Frances Holden was one of the most popular women in the tight little community of the four villages. Her husband Tom, and Natalie and Victor, their two children, adored her. So did Whisky and Soda, the two cairn terriers, and Smudge the cat. Hiawatha, the tortoise, was not a demonstrative animal, but if he had affection for anyone it was probably for Frances, who fed him titbits and assured his comfort during hibernation. She was unflagging in her service to the community, both individually and collectively. The sick and the bereaved could always count on her sympathy, expressed in deeds as well as in words. Inevitably she was elected to most of the village committees, although she was president or chairwoman of none, preferring to serve rather than to lead.
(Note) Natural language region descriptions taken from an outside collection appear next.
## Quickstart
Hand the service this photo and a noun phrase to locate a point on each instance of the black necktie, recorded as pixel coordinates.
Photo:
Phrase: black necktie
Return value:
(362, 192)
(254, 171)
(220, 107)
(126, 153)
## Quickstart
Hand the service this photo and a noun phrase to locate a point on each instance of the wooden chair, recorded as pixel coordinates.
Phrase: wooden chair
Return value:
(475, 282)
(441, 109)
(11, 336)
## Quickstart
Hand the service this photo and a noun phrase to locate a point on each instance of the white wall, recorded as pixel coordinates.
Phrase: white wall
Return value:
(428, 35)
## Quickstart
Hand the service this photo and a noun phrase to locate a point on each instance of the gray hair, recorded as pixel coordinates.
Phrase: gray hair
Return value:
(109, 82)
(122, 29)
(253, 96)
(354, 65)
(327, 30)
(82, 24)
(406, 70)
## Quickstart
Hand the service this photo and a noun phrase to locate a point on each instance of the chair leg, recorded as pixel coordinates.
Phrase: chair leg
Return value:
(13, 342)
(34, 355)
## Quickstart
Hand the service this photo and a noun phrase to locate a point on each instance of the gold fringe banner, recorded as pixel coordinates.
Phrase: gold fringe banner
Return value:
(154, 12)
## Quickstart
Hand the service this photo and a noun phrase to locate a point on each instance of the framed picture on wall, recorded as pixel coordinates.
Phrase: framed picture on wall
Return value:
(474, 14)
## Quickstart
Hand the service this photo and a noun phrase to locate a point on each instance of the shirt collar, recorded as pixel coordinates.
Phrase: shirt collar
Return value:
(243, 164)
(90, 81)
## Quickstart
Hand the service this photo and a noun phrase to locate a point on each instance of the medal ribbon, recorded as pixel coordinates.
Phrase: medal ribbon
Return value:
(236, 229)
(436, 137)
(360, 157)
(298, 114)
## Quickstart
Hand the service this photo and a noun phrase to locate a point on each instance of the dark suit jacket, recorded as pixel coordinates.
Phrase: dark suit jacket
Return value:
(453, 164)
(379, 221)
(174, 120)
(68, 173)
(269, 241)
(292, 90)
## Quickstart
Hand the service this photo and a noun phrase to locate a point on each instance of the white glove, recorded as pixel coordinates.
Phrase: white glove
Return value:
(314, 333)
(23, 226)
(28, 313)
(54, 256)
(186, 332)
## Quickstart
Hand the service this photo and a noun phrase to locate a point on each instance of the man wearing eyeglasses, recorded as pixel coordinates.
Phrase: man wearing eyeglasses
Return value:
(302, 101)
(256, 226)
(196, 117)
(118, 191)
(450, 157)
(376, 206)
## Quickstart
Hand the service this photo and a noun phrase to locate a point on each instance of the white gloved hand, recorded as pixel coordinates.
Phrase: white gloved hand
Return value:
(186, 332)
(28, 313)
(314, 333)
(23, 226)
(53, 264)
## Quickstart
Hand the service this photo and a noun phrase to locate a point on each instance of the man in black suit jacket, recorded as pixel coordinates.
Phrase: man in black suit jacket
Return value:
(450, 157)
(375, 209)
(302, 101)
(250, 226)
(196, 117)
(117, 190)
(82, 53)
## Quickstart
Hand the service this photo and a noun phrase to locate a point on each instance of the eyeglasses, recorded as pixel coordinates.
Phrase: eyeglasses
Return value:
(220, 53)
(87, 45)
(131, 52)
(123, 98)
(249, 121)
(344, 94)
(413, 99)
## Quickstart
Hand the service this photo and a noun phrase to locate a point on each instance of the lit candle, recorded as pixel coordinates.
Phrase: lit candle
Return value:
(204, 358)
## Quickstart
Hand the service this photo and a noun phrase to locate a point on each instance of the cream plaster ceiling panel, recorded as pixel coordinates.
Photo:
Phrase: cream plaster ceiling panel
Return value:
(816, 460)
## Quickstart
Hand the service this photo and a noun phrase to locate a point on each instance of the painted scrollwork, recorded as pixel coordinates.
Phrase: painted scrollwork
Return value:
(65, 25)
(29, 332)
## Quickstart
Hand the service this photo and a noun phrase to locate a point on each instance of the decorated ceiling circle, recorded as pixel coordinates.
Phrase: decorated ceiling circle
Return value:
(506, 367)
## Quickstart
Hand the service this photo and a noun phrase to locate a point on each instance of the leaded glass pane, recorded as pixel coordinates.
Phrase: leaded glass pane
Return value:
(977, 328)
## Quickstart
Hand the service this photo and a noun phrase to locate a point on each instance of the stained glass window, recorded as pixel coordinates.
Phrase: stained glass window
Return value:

Now in her forty-second year, she seemed possessed of almost inexhaustible energy, which perhaps helped to account for her slim, willowy figure. No one, not even her husband, described her as beautiful. Her face was too thin and too long, giving undue prominence to the chin. Her blue eyes were too pale, her ears too flat, her mouth too large; her blonde hair, worn shoulder-length, seldom managed to look tidy. But she was a happy person with a warm and charming personality, and no one had ever been heard to speak ill of her.